In April at the American Association for Cancer Research's 2017 Annual Meeting, IsoPlexis released data from a collaboration with Kite Pharma (now Kite, a Gilead Company) showing that the platform—known as IsoCode or single-cell barcode chip (SCBC)—detected a statistically significant association between the potency of CAR-T cell product prior to treatment and objective response of cancer patients following treatment. Researchers used the platform to analyze CAR-T cell therapy products for 20 patients with non-Hodgkin lymphoma. Data was captured to determine the PSI, or cellular functional profile and strength, of each product.

Kite last week became the second CAR-T therapy developer to win FDA approval for a treatment. Last year investigators from the developer of the first CAR-T therapy approved by the agency, Novartis, joined researchers from IsoPlexis in showing a pre-infusion correlation with post-infusion patient response.

The two-year grant, Project No. 2R44CA210841-02, includes $974,208 awarded for the current federal fiscal year, which ends September 30.

According to IsoPlexis’ project submission to the NCI, the platform shows several advances over flow cytometry based platforms as it “enables (a) assaying 30+ secreted proteins per individual live cell, (b) a broad range of immune cell functions covering efficacy and safety, (c) is designed to fit various types of immune cells, (d) is the first quantitative metric of these proteins per cell, and (e) requires samples sizes totaling only 5000 cells. , all critical leaps over flow cytometry based platforms.”

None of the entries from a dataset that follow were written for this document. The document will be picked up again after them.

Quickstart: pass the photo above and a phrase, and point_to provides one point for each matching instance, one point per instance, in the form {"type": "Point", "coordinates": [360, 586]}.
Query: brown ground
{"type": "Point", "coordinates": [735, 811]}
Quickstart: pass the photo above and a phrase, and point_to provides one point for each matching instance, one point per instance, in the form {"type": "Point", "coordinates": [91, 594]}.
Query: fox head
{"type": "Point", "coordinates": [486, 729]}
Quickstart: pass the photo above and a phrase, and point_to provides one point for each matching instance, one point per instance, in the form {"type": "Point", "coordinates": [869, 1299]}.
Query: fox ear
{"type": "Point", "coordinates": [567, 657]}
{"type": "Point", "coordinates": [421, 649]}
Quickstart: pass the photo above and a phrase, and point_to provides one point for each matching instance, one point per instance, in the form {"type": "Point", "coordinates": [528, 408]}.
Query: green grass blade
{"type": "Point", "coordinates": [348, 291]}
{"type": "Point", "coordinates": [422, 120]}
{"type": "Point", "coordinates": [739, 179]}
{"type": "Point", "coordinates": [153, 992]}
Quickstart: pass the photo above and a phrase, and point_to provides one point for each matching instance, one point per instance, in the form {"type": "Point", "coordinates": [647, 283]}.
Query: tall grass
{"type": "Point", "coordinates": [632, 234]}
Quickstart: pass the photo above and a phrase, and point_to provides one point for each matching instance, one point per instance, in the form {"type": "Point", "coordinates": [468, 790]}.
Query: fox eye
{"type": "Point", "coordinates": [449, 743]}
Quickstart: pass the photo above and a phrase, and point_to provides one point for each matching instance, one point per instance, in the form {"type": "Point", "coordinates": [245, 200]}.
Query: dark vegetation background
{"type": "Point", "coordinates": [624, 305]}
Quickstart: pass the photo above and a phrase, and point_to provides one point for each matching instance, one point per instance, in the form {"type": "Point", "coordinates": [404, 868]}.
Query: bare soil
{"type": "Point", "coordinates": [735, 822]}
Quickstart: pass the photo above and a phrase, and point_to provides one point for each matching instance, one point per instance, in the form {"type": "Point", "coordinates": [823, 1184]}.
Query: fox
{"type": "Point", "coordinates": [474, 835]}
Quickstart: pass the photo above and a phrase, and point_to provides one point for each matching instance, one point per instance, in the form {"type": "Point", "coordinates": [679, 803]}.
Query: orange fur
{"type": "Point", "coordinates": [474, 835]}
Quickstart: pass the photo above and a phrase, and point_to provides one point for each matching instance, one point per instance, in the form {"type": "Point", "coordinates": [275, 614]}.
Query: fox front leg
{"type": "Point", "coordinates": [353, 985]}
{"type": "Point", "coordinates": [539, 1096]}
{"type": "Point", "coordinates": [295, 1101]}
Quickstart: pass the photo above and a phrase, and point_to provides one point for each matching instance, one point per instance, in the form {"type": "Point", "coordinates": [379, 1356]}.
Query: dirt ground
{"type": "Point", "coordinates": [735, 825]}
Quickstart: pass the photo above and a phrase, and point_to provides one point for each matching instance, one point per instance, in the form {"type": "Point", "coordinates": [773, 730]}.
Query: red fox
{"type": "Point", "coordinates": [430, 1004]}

“With this Phase II submission, we will deliver the first effective CAR-T pre-infusion quality check assay to predict objective response in patients, in an easy-to-use, automated system that can be used throughout all cellular immunotherapy trials,” IsoPlexis stated.

On September 25, IsoPlexis completed its final close on $13.5 million in Series B financing. The round was led by Spring Mountain Capital, with participation by Connecticut Innovations, the state’s strategic venture capital arm; as well as North Sound Ventures and Ironwood Capital.